Gemäss dem Bildungsbericht Schweiz liesse sich die Personalknappheit jedoch beseitigen, indem sämtliche Teilzeitbeschäftigten ihr Pensum um 10% erhöhen. Lediglich 28% der Lehrpersonen arbeiten laut Statistik Vollzeit, was einem Pensum von mindestens 90% entspricht. Der gleiche Trend lässt sich in der gesamten Arbeitswelt beobachten: Arbeitete vor 50 Jahren erst jede zehnte Person Teilzeit, so sind es heute bereits vier von zehn. Begünstigt wurde der Vormarsch der Teilzeit durch die zunehmende Erwerbstätigkeit der Frauen. Seit einigen Jahren arbeiten auch Männer vermehrt in einem reduzierten Pensum.

Weniger arbeiten spart Steuern

Hier kommt ein weiterer Faktor ins Spiel: das Steuersystem. Denn die progressiven Steuertarife können ein 100%-Pensum unattraktiv machen. Am Beispiel einer ledigen Person, die in Bern wohnt: Bei einem steuerbaren Einkommen von 100000 Fr. muss sie ganze 24 000 Fr. an den Fiskus abliefern. Senkt sie das Pensum dagegen auf 80%, so verdient sie zwar 20 000 Fr. weniger, zahlt dafür aber nur 18 000 Fr. an Steuern.

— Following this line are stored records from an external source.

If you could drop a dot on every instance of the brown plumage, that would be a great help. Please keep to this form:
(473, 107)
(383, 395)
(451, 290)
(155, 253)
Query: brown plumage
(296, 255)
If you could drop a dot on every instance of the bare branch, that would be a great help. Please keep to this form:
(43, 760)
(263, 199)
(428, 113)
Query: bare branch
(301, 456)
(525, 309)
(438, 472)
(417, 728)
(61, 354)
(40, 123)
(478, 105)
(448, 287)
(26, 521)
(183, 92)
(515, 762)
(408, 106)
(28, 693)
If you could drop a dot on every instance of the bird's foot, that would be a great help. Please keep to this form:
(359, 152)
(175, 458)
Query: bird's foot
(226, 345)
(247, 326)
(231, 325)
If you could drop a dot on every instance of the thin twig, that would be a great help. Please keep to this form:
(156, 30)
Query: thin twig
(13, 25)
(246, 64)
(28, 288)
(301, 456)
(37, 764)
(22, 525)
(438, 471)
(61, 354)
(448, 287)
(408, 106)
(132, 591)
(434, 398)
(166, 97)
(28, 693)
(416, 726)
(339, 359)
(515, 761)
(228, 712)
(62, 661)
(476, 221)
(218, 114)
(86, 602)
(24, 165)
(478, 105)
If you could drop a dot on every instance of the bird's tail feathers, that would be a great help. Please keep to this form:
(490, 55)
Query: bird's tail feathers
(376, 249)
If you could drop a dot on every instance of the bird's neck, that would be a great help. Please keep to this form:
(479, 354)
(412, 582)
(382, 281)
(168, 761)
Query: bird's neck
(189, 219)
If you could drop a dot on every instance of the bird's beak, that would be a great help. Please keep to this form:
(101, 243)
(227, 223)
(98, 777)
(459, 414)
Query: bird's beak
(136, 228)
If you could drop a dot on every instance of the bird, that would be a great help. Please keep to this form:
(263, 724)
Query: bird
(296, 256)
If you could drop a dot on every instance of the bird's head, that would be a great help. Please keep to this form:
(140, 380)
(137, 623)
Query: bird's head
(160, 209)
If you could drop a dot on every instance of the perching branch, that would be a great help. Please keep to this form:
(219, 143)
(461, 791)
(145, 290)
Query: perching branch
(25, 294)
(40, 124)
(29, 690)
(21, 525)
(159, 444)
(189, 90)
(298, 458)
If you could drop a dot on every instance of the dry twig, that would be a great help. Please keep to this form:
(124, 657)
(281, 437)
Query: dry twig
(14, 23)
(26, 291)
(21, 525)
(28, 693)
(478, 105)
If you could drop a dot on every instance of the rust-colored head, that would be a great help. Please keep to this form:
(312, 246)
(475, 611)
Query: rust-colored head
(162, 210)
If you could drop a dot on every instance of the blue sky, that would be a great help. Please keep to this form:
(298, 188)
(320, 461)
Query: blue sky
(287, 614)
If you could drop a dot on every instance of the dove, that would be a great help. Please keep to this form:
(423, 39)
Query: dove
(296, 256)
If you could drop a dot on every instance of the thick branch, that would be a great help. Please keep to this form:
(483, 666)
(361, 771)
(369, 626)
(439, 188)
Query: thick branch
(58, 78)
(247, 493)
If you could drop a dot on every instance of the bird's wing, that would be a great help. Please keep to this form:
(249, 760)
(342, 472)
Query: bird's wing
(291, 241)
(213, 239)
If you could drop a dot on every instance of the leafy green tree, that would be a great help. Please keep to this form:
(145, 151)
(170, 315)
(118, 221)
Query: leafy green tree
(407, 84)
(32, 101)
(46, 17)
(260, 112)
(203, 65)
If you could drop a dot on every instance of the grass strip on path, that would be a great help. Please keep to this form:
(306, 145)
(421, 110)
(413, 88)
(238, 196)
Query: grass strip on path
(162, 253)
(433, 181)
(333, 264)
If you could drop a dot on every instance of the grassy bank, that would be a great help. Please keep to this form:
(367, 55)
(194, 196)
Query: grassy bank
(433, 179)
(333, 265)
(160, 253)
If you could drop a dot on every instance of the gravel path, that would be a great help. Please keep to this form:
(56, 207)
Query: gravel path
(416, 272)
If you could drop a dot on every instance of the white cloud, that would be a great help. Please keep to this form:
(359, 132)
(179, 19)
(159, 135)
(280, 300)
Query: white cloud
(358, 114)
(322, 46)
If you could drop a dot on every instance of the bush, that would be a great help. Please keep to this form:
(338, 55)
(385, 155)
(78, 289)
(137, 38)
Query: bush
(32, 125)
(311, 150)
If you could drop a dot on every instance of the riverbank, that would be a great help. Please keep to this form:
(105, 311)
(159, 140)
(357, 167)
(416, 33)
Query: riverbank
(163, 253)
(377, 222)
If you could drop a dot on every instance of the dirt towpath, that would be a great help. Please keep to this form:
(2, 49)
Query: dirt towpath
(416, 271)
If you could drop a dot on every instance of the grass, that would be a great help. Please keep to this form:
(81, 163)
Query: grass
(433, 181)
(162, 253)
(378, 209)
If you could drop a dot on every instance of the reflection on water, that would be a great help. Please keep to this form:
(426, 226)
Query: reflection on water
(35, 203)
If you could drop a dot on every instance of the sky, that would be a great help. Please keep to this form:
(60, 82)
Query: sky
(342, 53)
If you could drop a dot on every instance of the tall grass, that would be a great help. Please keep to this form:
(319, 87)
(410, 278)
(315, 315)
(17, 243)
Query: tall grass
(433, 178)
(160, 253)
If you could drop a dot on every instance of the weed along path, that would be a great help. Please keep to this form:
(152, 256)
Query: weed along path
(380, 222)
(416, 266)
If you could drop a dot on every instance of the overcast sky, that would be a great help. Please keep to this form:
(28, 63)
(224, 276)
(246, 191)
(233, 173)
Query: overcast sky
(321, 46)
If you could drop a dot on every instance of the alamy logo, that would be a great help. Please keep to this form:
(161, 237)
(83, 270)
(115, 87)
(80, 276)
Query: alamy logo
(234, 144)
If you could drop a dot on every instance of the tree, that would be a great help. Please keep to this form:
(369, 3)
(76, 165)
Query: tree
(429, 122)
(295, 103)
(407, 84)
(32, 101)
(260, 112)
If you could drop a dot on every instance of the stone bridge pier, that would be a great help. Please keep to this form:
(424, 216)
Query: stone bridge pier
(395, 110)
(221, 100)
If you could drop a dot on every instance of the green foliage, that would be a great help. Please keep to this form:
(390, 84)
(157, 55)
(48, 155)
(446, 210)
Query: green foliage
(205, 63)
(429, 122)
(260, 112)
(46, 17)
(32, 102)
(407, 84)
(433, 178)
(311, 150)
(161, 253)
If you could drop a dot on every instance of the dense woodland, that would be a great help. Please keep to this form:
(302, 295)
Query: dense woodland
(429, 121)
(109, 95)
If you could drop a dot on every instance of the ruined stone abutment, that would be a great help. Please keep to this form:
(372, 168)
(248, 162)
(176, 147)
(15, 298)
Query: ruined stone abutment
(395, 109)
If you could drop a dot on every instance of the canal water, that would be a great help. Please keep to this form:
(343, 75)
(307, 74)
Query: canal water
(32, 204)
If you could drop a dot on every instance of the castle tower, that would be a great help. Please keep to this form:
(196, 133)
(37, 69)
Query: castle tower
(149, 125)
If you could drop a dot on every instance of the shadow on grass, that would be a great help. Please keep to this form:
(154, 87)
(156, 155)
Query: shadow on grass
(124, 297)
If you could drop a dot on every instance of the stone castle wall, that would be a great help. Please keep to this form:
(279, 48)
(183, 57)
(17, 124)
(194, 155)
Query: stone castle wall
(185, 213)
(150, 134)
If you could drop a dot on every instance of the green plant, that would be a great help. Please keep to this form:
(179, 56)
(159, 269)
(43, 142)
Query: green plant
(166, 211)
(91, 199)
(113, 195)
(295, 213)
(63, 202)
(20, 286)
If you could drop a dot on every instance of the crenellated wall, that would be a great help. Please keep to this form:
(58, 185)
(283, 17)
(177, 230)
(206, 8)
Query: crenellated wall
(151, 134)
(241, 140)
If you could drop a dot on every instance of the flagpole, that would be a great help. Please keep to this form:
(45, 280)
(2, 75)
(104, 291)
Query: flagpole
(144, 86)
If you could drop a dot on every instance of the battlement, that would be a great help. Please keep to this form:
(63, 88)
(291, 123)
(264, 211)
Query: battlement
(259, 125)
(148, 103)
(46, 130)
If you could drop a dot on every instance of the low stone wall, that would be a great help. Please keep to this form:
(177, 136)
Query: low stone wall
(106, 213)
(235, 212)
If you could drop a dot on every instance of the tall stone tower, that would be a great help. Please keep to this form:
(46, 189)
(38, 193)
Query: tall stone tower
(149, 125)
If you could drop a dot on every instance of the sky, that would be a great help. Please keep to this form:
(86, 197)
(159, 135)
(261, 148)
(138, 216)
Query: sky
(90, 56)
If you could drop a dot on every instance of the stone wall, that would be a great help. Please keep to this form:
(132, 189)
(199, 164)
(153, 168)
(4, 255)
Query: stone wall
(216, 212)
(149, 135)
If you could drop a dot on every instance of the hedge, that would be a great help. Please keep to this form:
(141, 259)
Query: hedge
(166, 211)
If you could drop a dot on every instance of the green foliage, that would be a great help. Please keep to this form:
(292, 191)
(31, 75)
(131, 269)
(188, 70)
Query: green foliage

Das heisst: Für 20% weniger Arbeit muss sie nach Abzug der Steuern bloss auf 13% des Lohns verzichten. Bei einem 60%-Pensum halbiert sich die Steuerlast sogar. Zudem kann ein tieferes Pensum bewirken, dass man von vergünstigten Krankenkassenprämien oder von tieferen Tarifen in der Kita profitiert.

«Unser Steuer- und Sozialsystem stammt aus einer Zeit, als Vollzeitstellen die Norm waren», sagt Marius Brülhart, Ökonomieprofessor an der Universität Lausanne. «Zudem sind viele Menschen heute materiell so gut gestellt, dass sie wählen können zwischen einem besseren Lohn oder mehr Freizeit. Auch das ist eine neue Situation: Wer aus familiären oder anderen Gründen der arbeitsfreien Zeit einen hohen Wert beimisst, für den kann die Steuerprogression durchaus ein zusätzlicher Anreiz sein, nicht Vollzeit zu arbeiten.»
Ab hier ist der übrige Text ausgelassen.